Per gli arrestati negli scontri di sabato, la Procura di Roma ha deciso di non procedere come avviene di solito con giudizi per direttissima. In questo modo ritiene di per poter proseguire negli accertamenti che riguardano i movimenti avvenuti nell’ambito del corteo da parte di chi ha organizzato o partecipato agli scontri nella manifestazione di sabato.

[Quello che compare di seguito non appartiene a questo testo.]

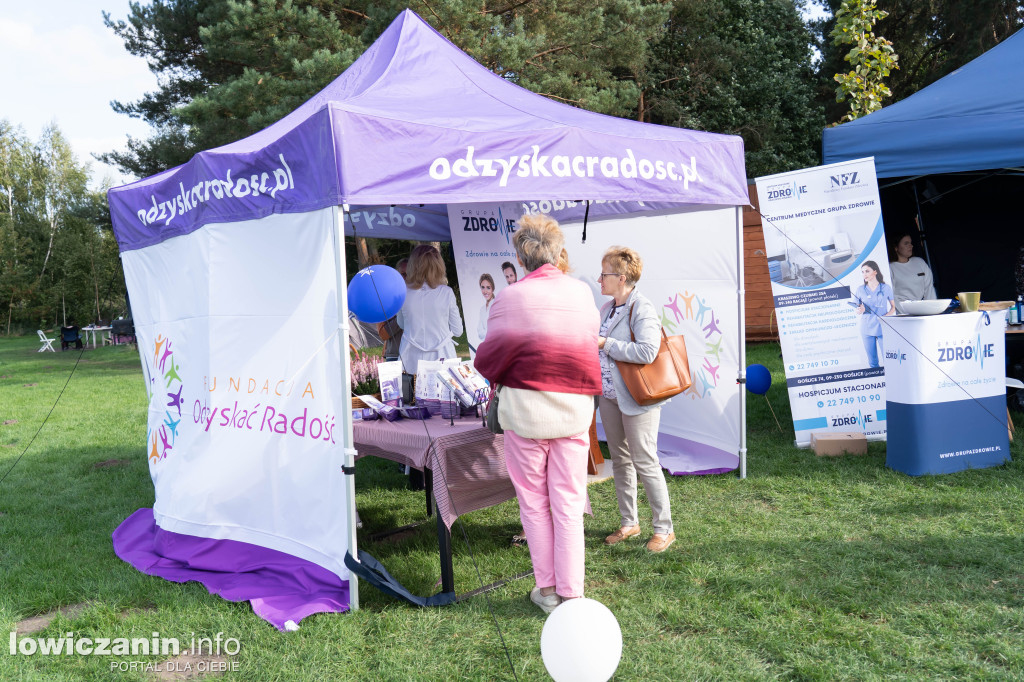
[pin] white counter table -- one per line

La richiesta di convalida degli arresti e di detenzione in carcere per i 12 arrestati per gli scontri di sabato a Roma, è stata accompagnata dal procuratore aggiunto Pietro Saviotti da un’ampia motivazione nella quale tra l’altro si sottolinea quali sono le impressioni del magistrato a proposito delle azioni messe in atto. Secondo Saviotti “i reati contestati si inseriscono in un complesso di condotte di maggior gravità che in attesa di altre acquisizioni, esaltano la pericolosità dei reati contestati nella consapevolezza di fornire un apporto alla situazione di prolungata ed allarmante violenza messa in atto”. Agli arrestati viene contestato dalla Procura di aver agito “nel corso di una manifestazione pacifica e autorizzata” utilizzandola “come contesto idoneo ad ostacolare la pubblica difesa”, ossia l’intervento della polizia. La manifestazione per i magistrati è stata quindi “strumentalizzata” dagli arrestati per i loro fini che hanno usato il corteo di manifestanti pacifici “come luogo di mimetizzazione” sapendo che la polizia non avrebbe potuto caricare il corteo.

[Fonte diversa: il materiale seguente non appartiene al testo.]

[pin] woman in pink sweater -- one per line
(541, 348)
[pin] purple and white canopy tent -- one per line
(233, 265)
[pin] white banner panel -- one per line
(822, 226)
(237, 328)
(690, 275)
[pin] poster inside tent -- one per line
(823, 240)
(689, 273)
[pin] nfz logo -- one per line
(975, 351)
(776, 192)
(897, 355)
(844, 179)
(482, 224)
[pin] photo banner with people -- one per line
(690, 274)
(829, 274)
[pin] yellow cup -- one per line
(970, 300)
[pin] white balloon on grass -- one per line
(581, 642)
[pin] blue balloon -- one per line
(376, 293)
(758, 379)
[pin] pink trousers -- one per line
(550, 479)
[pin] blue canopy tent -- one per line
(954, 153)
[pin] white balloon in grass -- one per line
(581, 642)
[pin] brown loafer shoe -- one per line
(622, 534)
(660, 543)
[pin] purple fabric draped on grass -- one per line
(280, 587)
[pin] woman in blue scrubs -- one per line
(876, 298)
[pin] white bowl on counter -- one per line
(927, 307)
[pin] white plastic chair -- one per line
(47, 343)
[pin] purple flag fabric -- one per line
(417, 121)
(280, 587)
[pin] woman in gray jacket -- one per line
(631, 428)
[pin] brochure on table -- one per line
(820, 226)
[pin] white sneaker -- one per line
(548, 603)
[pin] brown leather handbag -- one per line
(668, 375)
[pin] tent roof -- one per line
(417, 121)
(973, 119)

L’entità della pena prevista per il reato di resistenza a pubblico ufficiale pluriaggravata contestata agli indagati dalla Procura è di tre anni. “Chiunque usa violenza o minaccia per opporsi a un pubblico ufficiale o ad un incaricato di un pubblico servizio, mentre compie un atto di ufficio o di servizio, o a coloro che, richiesti, gli prestano assistenza, è punito con la reclusione da sei mesi a cinque anni”, si legge nell’articolo 337 del codice di procedura penale, ma che nel caso specifico risulta aggravato come all’articolo 339, secondo il quale «le pene stabilite sono aumentate se la violenza o la minaccia è commessa con armi, o da persona travisata, o da più persone riunite, o con scritto anonimo, o in modo simbolico, o valendosi della forza intimidatrice derivante da segrete associazioni, esistenti o supposte. Se la violenza o la minaccia è commessa da più di cinque persone riunite, mediante uso di armi anche soltanto da parte di una di esse, ovvero da più di dieci persone, pur senza uso di armi, la pena è della reclusione da tre a quindici anni”.